Hydra was a software project developed by "The Hacker's Choice" (THC) that uses a dictionary attack to test for weak or simple passwords on one or many remote hosts running a variety of different services. It was designed as a proof-of-concept utility to demonstrate the ease of cracking poorly chosen passwords.
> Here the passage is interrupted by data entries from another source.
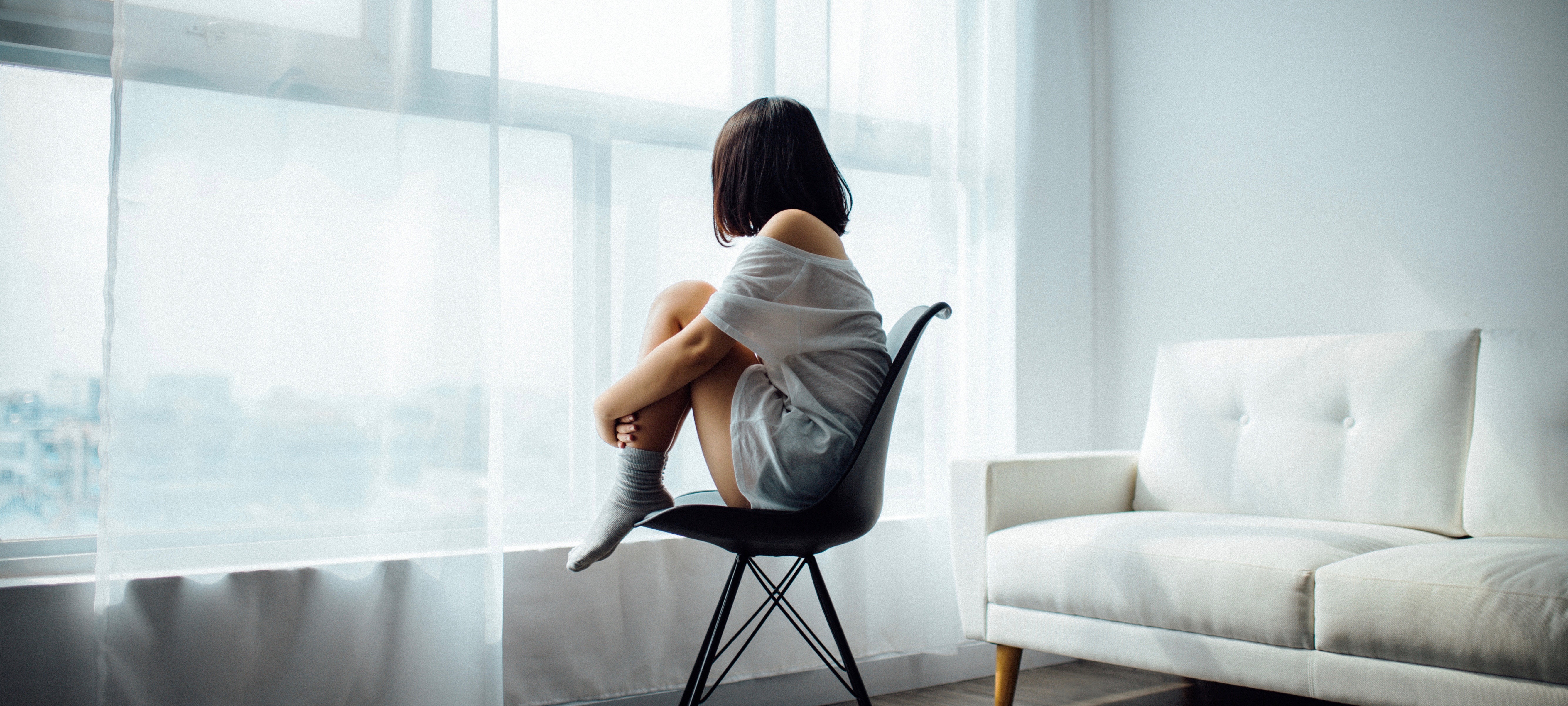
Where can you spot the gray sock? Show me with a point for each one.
(639, 490)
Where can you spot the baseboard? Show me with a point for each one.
(888, 674)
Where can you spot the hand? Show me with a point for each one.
(618, 432)
(623, 431)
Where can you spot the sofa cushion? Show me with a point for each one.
(1498, 606)
(1518, 463)
(1360, 429)
(1238, 576)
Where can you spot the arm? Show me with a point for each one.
(666, 369)
(1000, 493)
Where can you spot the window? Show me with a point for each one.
(54, 136)
(604, 148)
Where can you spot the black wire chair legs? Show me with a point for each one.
(843, 667)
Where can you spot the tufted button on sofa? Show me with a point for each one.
(1374, 520)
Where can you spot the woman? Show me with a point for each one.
(780, 365)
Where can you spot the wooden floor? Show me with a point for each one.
(1093, 685)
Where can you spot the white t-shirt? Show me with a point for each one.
(796, 418)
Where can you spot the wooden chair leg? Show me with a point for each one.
(1007, 658)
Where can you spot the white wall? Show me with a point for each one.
(1282, 169)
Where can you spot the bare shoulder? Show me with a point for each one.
(805, 231)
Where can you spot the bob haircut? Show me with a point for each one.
(771, 158)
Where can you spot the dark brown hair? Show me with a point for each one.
(771, 158)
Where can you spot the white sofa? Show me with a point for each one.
(1374, 520)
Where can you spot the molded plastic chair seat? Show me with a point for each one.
(847, 512)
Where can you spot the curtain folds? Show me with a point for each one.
(302, 352)
(371, 261)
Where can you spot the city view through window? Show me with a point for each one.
(49, 459)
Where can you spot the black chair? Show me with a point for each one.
(846, 514)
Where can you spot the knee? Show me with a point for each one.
(684, 300)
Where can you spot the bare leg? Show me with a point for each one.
(709, 396)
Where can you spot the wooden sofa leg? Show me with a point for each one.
(1007, 674)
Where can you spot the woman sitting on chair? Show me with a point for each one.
(780, 365)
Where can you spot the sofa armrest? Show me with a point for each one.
(993, 495)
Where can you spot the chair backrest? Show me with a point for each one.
(854, 504)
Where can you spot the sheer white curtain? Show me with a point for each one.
(302, 344)
(372, 261)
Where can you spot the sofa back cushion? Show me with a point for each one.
(1360, 429)
(1517, 484)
It is licensed under version 2.0 of the GNU General Public License with the additional terms that the software may not be used for illegal purposes, and any commercial service or program that uses Hydra must give credit to THC. Hydra is now mainly used for Teamspeak password recovery.
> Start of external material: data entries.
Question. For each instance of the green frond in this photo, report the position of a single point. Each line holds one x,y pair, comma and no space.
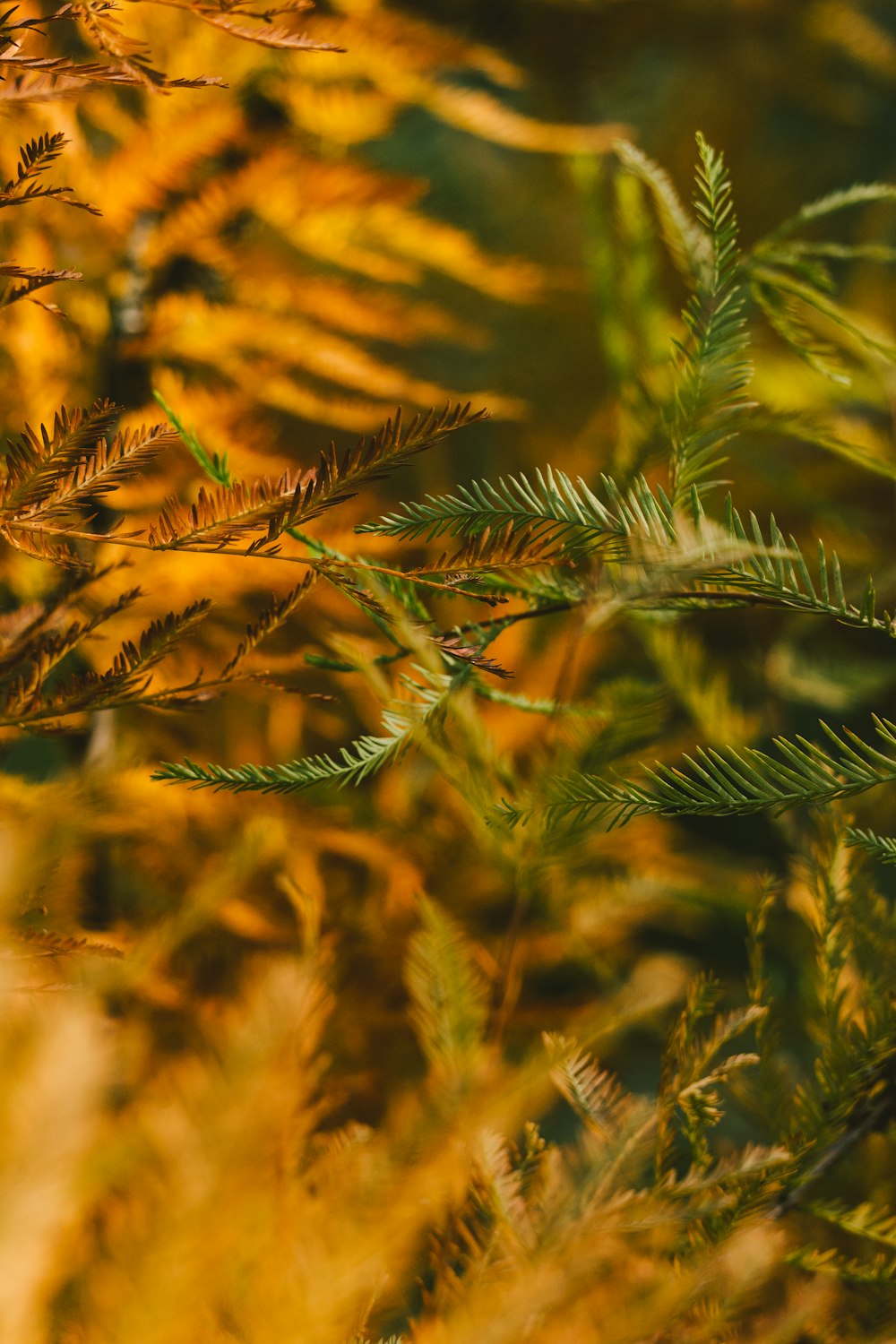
866,1220
879,847
723,782
684,239
215,467
753,1164
876,1271
794,296
778,574
354,763
549,507
696,683
712,368
594,1094
863,194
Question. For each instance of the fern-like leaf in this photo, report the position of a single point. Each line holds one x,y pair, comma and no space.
354,763
721,782
712,367
879,847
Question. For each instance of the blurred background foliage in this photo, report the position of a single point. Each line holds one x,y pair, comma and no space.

The list of supported services includes: TELNET, FTP, HTTP, HTTPS, HTTP-PROXY, SMB, SMBNT, MS-SQL, MYSQL, REXEC, RSH, RLOGIN, CVS, SNMP, SMTP-AUTH, SOCKS5, VNC, POP3, IMAP, NNTP, PCNFS, ICQ, SAP/R3, LDAP, PostgreSQL, Teamspeak, Cisco auth, Cisco enable, and Cisco AAA.
The 5.0 release of Hydra, released in November 2005, marked the 10th anniversary of the hacking group. The current release is version 5.4, released in May 2006.
To comply to German laws about providing hacking tools to the public, Hydra is no longer available, the official announcement says: Sat, Sep 1, 2007 12:25:00 - 0x12ca3902 Dear visitors, dear fans and supporters of THC. As a consequence of the new German law on 'hacking tools', THC (The Hacker's Choice) decided to re-structure its team and split into a German and Freeworld division. German members will not continue to develop and distribute THC releases and papers. Members outside Germany will continue in the spirit of THC on some servers outside Europe. We are sorry.